Sunday, August 8, 2010

The Gardener

A gardener envisioned a beautiful garden. He seeded it with all manner of daisies, tulips, and roses. He watered and nourished the soil. The flowers all faced up toward his sunlight, absorbing its rays into their petals. All they saw was the face of the gardener. They grew colorfully, abundantly and multiplied. The gardener was pleased.

Eventually though, the flowers began to look sideways and notice things about themselves and each other. The tulips enjoyed the fullness of their petals, mocked the flimsy ones of the daisies and envied the silky ones of the roses. The daisies saw that they were more numerous and plain than the roses or the tulips, and were uncomfortable around them. The roses were burdened with prickly thorns that the tulips were not, but more impressed with their own bold colors.

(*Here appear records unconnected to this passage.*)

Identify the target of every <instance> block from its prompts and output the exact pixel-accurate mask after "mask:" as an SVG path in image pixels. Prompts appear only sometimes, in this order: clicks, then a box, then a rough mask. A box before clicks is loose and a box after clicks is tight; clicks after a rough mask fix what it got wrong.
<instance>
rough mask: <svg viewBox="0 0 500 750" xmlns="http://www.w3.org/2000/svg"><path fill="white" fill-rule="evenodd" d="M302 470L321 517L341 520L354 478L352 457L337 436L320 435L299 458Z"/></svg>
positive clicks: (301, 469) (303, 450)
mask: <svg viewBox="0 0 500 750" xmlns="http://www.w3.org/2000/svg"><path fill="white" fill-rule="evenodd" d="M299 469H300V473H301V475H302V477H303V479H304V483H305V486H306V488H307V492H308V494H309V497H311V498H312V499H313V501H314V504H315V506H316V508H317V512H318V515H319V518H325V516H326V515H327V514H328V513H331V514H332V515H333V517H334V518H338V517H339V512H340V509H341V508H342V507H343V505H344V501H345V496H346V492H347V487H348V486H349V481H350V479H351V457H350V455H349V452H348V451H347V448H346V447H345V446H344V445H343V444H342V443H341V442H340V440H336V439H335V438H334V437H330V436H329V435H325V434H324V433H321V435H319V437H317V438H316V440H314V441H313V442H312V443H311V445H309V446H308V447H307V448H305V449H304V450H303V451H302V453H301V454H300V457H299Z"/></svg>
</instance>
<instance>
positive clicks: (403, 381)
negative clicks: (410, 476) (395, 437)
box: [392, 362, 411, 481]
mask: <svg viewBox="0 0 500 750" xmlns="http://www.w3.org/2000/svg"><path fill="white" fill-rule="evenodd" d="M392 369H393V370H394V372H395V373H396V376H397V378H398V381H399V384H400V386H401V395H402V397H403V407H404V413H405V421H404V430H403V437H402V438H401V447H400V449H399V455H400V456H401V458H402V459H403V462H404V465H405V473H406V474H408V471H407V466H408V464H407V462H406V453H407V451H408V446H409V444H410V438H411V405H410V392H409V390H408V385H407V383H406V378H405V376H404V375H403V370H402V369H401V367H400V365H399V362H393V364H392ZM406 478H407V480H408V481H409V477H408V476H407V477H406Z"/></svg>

Water and fertilizer continued in unending provision from the gardener. Occasionally, he plucked a flower for his own use. The flowers allowed this to disturb them, and demanded explanation.

"Flowers are plucked by our loving gardener because of our evil deeds!" cried the roses.
"Flowers are plucked by the gardener because we fail to produce enough pollen!" countered the tulips.
"Flowers are plucked by random forces. There is no gardener!" insisted the daisies.

The flowers, already distracted by each others' differences, were dismayed with each others' beliefs. The daisies were pressured to become tulips, and tulips to become roses. The roses sliced at the stems of the other flowers with their thorns, and the daisies used their numbers to try to block fertilizer from reaching the roses and tulips. They spent less time drinking water and drawing nutrients from the earth. Their colors began to fade and their petals to wilt. They were so wrapped up in their own shadows that they almost never looked up at the gardener. The gardener was displeased.

In time, the flowers saw each other not as good and bad, but instead as tattered and drooping with vast potential as a garden. They accepted that, regardless of each others' characteristics and beliefs, they were most vibrant when they simply looked up for the sun as long as they lived. And so they did, and were. And the gardener's vision came to be.